彼女が真斗さんへの想いをこじらせ、家族へ手を出してしまったら……。
そんな悪い想像をして背筋がぶるりとふるえた。
「もうやめときなよ。好きなのは分かるけど、美咲にとってもよくないよ……」
どうにかしてとめなくては、と思って出てきた言葉はとてつもなく平凡なものだった。
こんなのが響くわけないというのはわかりきっていた。
「わかってるの。でも、どうしても好きなの……。彼らが幸せそうに毎日を生きているのをずっと見守りたいの」
引っかかる言い方だった。
「……彼だけじゃなくて、彼の家族のことまで好きなの?」
美咲がもちろん、とうなずいた。
「あんな理想の家族いないよ。あったかくて幸せで可愛くて……ああ、私ずっと見てたい!いっそあの家の壁にでもなれたらいいのに!真斗さん、今日はお仕事忙しそう。百合さんったら洗濯物干すの忘れてるよ。雄太くんお菓子食べ過ぎてるよ……」
耐えられないというようにスマホを握りしめ、画面に釘付けになっている美咲が熱のこもった声で言う。

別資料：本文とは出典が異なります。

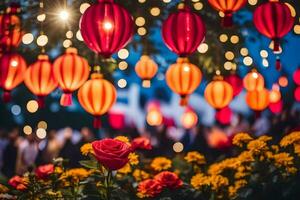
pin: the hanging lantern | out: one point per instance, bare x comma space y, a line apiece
183, 78
258, 100
97, 96
106, 27
236, 82
296, 76
189, 119
183, 32
228, 7
218, 93
274, 20
71, 71
146, 69
254, 81
10, 29
224, 115
39, 78
12, 68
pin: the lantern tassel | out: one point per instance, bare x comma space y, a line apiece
66, 99
227, 20
6, 97
41, 101
146, 83
278, 63
97, 122
184, 100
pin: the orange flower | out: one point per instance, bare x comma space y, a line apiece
169, 180
149, 188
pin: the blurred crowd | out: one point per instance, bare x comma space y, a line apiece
19, 152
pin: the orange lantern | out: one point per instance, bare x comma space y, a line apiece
218, 93
146, 69
71, 71
39, 78
183, 78
97, 96
258, 100
189, 119
12, 69
254, 81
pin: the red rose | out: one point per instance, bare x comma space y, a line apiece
18, 182
44, 171
169, 180
149, 188
111, 153
141, 143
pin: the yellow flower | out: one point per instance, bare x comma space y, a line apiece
133, 159
86, 149
241, 138
161, 163
125, 170
292, 138
257, 146
123, 139
199, 180
140, 175
195, 157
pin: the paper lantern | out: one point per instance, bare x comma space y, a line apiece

あの画面の中には盗撮している映像が流れているんだろうか。
よくないことだ。人の生活を盗み見るなんて。
だけど、ふと思った。
ドラマや映画を見るのと何が違うんだろうって。
他人の生活を盗み見てるだけ。何か害をなそうなんてとんでもない。
だってそこには愛と興味しかないんだから。
今日はいい天気だから洗濯物がすぐ乾きそうだなと思った。